11 octobre 2017 Catégorie :news Off

Ah, les voyages. C’est presque ma raison d’être, d’une certaine manière. Il y a encore peu, j’ai réalisé un voyage de groupe qui m’a donné l’occasion de découvrir Le Cap. Mais des amis qui n’ont pas ma passion du voyage n’ont pas manqué de me demander comment je pouvais continuer à voyager alors qu’il y a de nos jours des attentats partout. J’ai eu du mal à leur livrer une réponse cohérente sur le moment, tant leur idée m’a frappé. Ce que nous indiquent ces attentats, en vérité, c’est qu’il n’y a plus aucune sécurité totale nulle part, de nos jours. Que ce soit au Moyen-Orient ou dans le Sud de la France, il n’est plus possible de se penser parfaitement à l’abri de tels risques. Néanmoins, il y a deux manières de se comporter face à cela. Soit l’on choisit de ne plus voyager du tout, soit l’on se force à faire comme avant.
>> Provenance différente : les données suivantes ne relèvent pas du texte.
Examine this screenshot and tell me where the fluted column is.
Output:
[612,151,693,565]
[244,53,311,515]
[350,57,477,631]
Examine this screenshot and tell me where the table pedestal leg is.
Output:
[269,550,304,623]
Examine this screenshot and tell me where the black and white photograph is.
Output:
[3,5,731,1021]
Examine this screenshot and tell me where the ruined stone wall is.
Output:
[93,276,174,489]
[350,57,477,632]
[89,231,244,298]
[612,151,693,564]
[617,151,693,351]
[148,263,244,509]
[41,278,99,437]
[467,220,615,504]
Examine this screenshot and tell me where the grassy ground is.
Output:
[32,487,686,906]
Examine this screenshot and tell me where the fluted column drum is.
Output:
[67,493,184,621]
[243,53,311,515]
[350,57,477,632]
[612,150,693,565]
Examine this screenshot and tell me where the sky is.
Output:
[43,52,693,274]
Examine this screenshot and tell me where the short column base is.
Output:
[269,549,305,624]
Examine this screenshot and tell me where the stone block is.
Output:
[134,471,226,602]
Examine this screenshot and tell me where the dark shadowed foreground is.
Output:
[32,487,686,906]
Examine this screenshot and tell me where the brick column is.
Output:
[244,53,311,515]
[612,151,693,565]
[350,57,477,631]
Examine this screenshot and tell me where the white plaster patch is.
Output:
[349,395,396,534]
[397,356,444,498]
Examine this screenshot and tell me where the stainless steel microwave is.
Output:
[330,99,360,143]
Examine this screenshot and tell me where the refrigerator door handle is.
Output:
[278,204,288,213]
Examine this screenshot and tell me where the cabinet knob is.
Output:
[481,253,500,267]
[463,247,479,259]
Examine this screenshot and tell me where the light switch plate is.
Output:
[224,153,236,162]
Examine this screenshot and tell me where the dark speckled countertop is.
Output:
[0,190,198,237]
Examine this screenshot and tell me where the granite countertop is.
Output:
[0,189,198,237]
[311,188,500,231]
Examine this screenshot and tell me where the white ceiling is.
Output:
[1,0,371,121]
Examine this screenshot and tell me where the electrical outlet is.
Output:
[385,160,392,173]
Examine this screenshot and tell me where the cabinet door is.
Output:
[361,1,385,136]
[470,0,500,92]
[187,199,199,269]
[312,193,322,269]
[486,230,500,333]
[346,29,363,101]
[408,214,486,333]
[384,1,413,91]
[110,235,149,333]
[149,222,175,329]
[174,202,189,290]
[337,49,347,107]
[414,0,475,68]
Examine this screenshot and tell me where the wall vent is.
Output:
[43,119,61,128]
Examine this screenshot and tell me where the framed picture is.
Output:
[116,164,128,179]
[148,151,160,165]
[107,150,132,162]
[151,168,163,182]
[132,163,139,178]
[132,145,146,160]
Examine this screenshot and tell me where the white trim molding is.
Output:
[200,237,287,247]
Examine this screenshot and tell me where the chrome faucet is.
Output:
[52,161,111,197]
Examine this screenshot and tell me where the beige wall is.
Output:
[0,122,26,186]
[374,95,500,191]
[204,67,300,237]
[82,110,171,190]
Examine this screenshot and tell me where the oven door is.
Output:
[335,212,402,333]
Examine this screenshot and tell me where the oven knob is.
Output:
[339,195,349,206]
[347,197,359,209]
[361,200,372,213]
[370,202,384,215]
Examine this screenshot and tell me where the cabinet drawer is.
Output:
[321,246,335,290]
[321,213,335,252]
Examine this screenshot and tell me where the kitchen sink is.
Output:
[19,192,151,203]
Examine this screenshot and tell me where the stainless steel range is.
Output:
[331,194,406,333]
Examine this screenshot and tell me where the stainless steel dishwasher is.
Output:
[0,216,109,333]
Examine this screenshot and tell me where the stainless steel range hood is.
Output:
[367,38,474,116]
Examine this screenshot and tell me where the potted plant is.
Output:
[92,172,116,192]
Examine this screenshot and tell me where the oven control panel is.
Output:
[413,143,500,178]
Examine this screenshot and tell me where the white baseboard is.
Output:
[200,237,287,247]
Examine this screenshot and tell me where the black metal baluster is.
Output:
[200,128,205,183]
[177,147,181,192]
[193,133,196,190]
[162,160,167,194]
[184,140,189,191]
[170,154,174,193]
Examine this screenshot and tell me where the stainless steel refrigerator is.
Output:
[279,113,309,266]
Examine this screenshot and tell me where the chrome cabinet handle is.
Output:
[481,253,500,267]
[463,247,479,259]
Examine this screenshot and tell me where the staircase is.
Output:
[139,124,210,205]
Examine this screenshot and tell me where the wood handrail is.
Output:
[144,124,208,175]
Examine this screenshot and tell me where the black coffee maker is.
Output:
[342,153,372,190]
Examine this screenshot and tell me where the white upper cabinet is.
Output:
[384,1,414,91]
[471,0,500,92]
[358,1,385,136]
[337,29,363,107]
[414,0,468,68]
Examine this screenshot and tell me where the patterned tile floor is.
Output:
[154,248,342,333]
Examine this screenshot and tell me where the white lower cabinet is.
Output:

La première alternative me paraît déraisonnable. Je n’ai jamais compris, par exemple, pourquoi le tourisme baissait pour une destination touchée par les attentats. Evidemment, si des attentats y surviennent régulièrement, c’est une destination à éviter. Je n’irais pas à Kaboul, par exemple. Mais choisir d’éviter Paris parce qu’il y a eu les attentats de 2015 est vraiment stupide, à mes yeux. Parce que les chances d’être victime d’un attentat sont infinitésimales. Plusieurs millions de personnes visitent Paris chaque année, et les attentats n’ont fait au final que 128 morts. Attention, je ne minimise en rien ce drame : j’indique simplement qu’en comparaison du nombre de gens qui y viennent chaque année, il faut garder son sang-froid. Mais par dessus tout, se résoudre à ne plus voyager du fait des risques d’attentat me semble être une forme de capitulation ; c’est modeler son comportement conformément au désir des terroristes : en étant tétanisé par l’inquiétude. D’une certaine manière, c’est comme si, du fait du risque des MST, l’on cessait toute activité sexuelle ! Une prudence qui conduirait à l’extinction de notre espèce ! Sinon, je ne regrette pas ce voyage de groupe. Si vous ne connaissez pas bien, je vous mets en lien l’agence qui l’a planifié. Plus d’information sur cette expérience de voyage groupe à Cape Town en cliquant sur le site de l’organisateur.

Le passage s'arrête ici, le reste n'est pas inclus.